Metformin maintains the weight loss and metabolic benefits following rimonabant treatment in obese women with polycystic ovary syndrome (PCOS)

Objective Rimonabant has been shown to reduce weight, free androgen index (FAI) and insulin resistance in obese patients with polycystic ovary syndrome (PCOS) compared to metformin. Studies have shown that significant weight regain occurs following the cessation of rimonabant therapy. This study was undertaken to determine if subsequent metformin treatment after rimonabant would maintain the improvement in weight, insulin resistance and hyperandrogenaemia in PCOS. Design An extension study for 3 months with the addition of metformin to the randomised open labelled parallel study of metformin and rimonabant in 20 patients with PCOS with a body mass index ≥ 30 kg/m². Patients who were on 3 months of rimonabant were changed over to metformin for 3 months, whereas those on 3 months of metformin were continued on metformin for another 3 months.

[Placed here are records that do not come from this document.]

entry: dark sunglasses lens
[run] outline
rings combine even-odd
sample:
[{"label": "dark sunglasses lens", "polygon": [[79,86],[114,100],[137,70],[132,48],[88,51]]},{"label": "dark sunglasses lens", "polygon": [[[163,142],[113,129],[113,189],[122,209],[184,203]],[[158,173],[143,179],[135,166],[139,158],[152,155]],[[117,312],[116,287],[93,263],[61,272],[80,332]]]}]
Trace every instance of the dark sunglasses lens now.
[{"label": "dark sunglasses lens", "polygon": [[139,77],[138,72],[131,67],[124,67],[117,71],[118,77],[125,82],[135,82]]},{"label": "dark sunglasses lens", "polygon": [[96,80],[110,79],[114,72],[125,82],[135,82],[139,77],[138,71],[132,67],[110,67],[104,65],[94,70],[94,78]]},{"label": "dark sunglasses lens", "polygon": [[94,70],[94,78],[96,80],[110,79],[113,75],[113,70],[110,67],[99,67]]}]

Measurements The primary end‐point was a change in weight; secondary end‐points were a change in FAI and insulin resistance. Results The mean weight loss of 6·2 kg associated with 3 months of rimonabant treatment was maintained by 3 months of metformin treatment (mean change +0·2 kg, P = 0·96). Therefore, the percentage reduction in weight remained significantly higher in the rimonabant/metformin group compared to metformin only subjects at 6 months compared to baseline (–6·0 ± 0·1%vs. –2·8 ± 0·1%, P = 0·04). The percentage change in testosterone and FAI from baseline to 6 months was also greater in the rimonabant/metformin group. [Testosterone (–45·0 ± 5·0%vs. –16 ± 2·0%, P = 0·02); FAI (–53·0 ± 5·0%vs. –17·0 ± 12·2%, P = 0·02)]. HOMA‐IR continued to fall significantly in the rimonabant/metformin group between 0, 3 and 6 months (4·4 ± 0·5 vs. 3·4 ± 0·4 vs. 2·7 ± 0·3, respectively, P < 0·01) but not at all in the metformin only group (3·4 ± 0·7 vs. 3·4 ± 0·8 vs. 3·7 ± 0·8, respectively, P = 0·80). Total cholesterol and LDL reduced significantly in both groups, but improvements in triglycerides and HDL were limited to the rimonabant/metformin group. Conclusions In these obese patients with PCOS, metformin maintained the weight loss and enhanced the metabolic and biochemical parameters achieved by treatment with rimonabant, compared to 6 months of metformin treatment alone.